Shares fall, oil rises in wake of Sandy

NEW YORK: Wall Street resumed trading yesterday with shares moving lower after monster storm Sandy forced a two-day closure due to weather for the first time since 1888, but US gasoline futures surged in the face of potentially long-term supply disruptions at the East Coast’s second-largest refinery.
The storm left swaths of the region crippled by flooding and power outages, suggesting lower fuel consumption. But gasoline futures for November hit their highest level in more than two weeks as traders scrambled to cover positions ahead of the contract’s expiry.
US lumber futures soared on expectations for increased demand amid concerns that a Phillips 66 refinery in Linden, New Jersey, could shut for an extended period after Sandy cut power to the plant that produces 238,000 barrels a day of fuel.
The storm, which killed at least 50 people, may cause up to $ 15 billion in insured losses, according to one disaster-modeling company. Traders said speculators were behind much of the buying in lumber futures as they anticipated demand to rise.
Contracts for November, January and March lumber futures on the Chicago Mercantile Exchange rose by the daily trading limit of $ 10 per thousand board feet and remained locked at those levels, effectively shutting down trading.
Markets were expected to be volatile, with light volume as many traders remained unable to get to their offices or work from home because of power outages and no or limited public transit across the region.
“Liquidity remains very light in equities as there are a lot of empty seats on the Street,” said Dave Lutz, a Baltimore-based trader with Stifel, Nicolaus & Co.
“We’re also seeing some outsized moves.”
The Dow Jones industrial average was down 35.19 points, or 0.27 percent, at 13,072.02. The Standard & Poor’s 500 Index was down 3.56 points, or 0.25 percent, at 1,408.38.
The Nasdaq Composite Index was down 0.66 percent, or 19.62 points, at 2,968.33.

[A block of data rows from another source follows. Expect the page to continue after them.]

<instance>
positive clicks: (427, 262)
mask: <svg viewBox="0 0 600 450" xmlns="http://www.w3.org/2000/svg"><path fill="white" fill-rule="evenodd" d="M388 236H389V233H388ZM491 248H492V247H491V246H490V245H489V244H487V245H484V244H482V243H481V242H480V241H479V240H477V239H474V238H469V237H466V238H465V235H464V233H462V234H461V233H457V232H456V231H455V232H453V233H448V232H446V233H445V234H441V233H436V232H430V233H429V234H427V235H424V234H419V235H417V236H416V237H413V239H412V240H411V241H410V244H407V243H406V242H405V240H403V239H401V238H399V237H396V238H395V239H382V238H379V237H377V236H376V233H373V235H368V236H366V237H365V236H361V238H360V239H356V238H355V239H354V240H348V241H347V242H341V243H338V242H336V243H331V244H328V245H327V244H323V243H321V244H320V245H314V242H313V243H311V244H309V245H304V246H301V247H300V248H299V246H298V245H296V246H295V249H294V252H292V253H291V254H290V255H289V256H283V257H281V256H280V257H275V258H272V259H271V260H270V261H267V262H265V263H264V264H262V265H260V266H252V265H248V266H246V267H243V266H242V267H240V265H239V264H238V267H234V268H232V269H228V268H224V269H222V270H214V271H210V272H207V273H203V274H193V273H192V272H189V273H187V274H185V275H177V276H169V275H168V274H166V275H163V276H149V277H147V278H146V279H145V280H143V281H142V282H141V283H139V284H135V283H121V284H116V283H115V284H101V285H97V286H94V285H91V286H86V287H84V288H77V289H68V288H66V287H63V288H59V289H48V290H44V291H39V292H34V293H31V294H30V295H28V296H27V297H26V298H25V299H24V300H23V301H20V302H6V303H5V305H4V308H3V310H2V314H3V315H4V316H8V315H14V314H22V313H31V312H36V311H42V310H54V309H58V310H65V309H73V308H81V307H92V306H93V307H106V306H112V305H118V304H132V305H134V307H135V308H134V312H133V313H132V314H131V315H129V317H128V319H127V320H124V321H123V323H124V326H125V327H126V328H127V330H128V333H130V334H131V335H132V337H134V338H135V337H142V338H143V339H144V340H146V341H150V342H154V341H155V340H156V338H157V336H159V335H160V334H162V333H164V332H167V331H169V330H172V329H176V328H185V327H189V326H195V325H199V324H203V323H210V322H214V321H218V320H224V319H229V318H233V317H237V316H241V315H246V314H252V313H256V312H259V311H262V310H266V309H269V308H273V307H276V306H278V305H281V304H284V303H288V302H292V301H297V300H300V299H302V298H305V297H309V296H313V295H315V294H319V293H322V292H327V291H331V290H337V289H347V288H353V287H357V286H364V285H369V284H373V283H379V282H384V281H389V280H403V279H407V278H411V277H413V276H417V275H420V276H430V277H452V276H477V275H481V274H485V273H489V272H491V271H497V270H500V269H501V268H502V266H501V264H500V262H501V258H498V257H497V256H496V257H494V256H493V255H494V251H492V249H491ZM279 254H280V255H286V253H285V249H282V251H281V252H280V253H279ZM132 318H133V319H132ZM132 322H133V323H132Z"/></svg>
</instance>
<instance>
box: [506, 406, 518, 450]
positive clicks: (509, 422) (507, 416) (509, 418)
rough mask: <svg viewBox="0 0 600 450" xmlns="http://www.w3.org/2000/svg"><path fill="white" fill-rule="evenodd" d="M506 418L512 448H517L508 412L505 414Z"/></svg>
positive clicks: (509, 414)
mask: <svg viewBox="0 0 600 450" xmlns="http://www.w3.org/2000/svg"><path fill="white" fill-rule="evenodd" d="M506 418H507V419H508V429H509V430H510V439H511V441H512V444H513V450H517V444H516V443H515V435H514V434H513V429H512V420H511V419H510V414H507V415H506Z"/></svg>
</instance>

MSCI’s all-country world equity index was down 0.12 percent at 328.71, on track for its first monthly loss since May. The index has gained more than 10 percent so far this year.
In Europe, stocks dipped after a mixed batch of corporate earnings, pressured by heavyweight British oil and gas firm BG Group, which warned of no production growth next year.
The FTSEurofirst 300 closed down a provisional 0.5 percent at 1,097.54. BG slumped 13.7 percent to 1,147.5 pence, the biggest loser on Britain’s blue-chip FTSE 100 index.
Crude oil gained, with Brent crude rising above $ 109 a barrel. Brent for December delivery was up 2 cents at $ 109.10. US light sweet crude oil rose 68 cents to$86.36 a barrel.
Bond prices rose. The benchmark 10-year US Treasury note was up 5/32 in price to yield 1.70 percent.
The euro edged up against the dollar and headed toward its third straight month of gains, but uncertainty about the heavily indebted euro-zone economies was set to limit further strength.
The euro rose 0.07 percent against the dollar to $ 1.2965.